O Sporting caiu e caiu com estrondo na Liga Europa, mesmo antes da competição começar. A jogar em casa, os leões foram goleados pelo modesto LASK Linz, por 4-1, no play-off de acesso à fase de grupos.

Uma noite de humilhação para o universo verde e branco, num descalabro que começou a ser desenhado mais ou menos à hora de jogo, embora os sinais de um possível dissabor pairassem por Alvalade desde o primeiro minuto.

O regressado Rúben Amorim fez apenas uma alteração em relação à equipa que tinha derrotado o Paços de Ferreira, na estreia da Liga: o lesionado Jovane Cabral deu lugar ao reforço Nuno Santos.

Na companhia ao esquerdino na zona atacante leonina estiveram Vietto e Tiago Tomás. Os dois foram alternando entre a direita e o centro do ataque, mas não pode dizer-se que a dança preparada por Amorim tenha corrido propriamente bem.

Do outro lado, o LASK não uma equipa propriamente chata. Os austríacos entregaram nos primeiros minutos o controlo do jogo ao Sporting, mas quase sempre com uma linha defensiva adiantada que permitia aos homens da frente do Sporting explorarem a profundidade oferecida. Só que isso não aconteceu.

Depois de um início nada famoso, o LASK chegou à vantagem ainda antes dos 15 minutos, por Trauner – muita passividade da defensiva sportinguista, principalmente Porro e Tiago Tomás –, e pôs ainda mais a nu os problemas dos soldados de Amorim nos minutos seguintes.

Ainda assim, a esperança verde e branca cresceu com o empate, que surgiu na melhor altura do Sporting na partida. Nuno Santos foi à direita cruzar certeiro para o cabeceamento irrepreensível de Tiago Tomás. Antes, já Vietto e Nuno Santos tinham perdido no cara a cara com o guardião adversário.

E foi isso: o Sporting ameaçou com duas oportunidades, marcou à terceira, e conseguiu empatar antes de uma das segundas partes mais negras da sua história.

11 minutos, três murros e o leão KO na Europa

E esse segundo tempo é fácil de explicar: aos 58 minutos, Pedro Porro abordou mal um cruzamento, deixou a bola chegar aos pés de Raguz, e o austríaco fez o resto na cara de Adán.
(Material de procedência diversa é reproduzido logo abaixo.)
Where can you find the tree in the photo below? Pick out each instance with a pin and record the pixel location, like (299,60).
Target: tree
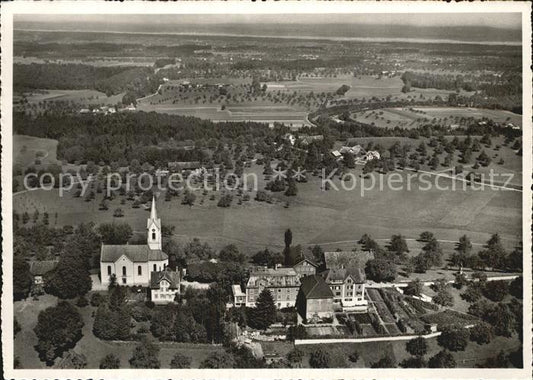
(413,288)
(496,290)
(218,359)
(320,358)
(516,287)
(417,346)
(454,338)
(398,245)
(481,333)
(22,278)
(443,298)
(413,362)
(380,270)
(115,233)
(71,278)
(145,355)
(180,361)
(231,253)
(295,356)
(385,362)
(443,359)
(264,313)
(296,332)
(426,236)
(188,198)
(58,329)
(110,361)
Vida complicada, mas o descalabro ainda só estava a começar.

Cinco minutos depois, Coates travou Balic quando este seguia isolado e foi expulso. Um mal nunca vem só e na sequência desse lance, Michorl fez o 3-1 de livre direto.

Quatro minutos depois, mais uma aberta na defensiva leonina e Grabur, autor de duas assistências, picou a bola sobre Adán, colocando a cereja no topo do bolo austríaco.

Depois de três murros no estômago em pouco mais de dez minutos, não mais o Sporting voltou a levantar-se. Foi o KO total. Foram 20 minutos de suplício para os homens de Amorim à espera do apito final, enquanto o LASK, sempre venenoso, ia ameaçando um quinto golo que só não aconteceu por causa de Adán e da própria ineficácia.

Numa das noites europeias mais negras da sua história, o Sporting cai com estrondo em Alvalade frente a um adversário competente, sim, mas muito ao alcance dos leões.

Mesmo antes de lá chegar, o Sporting cai com estrondo da Liga Europa. Uma pancada forte que pode deixar mossa num clube que tarda em conseguir a paz que tanto deseja.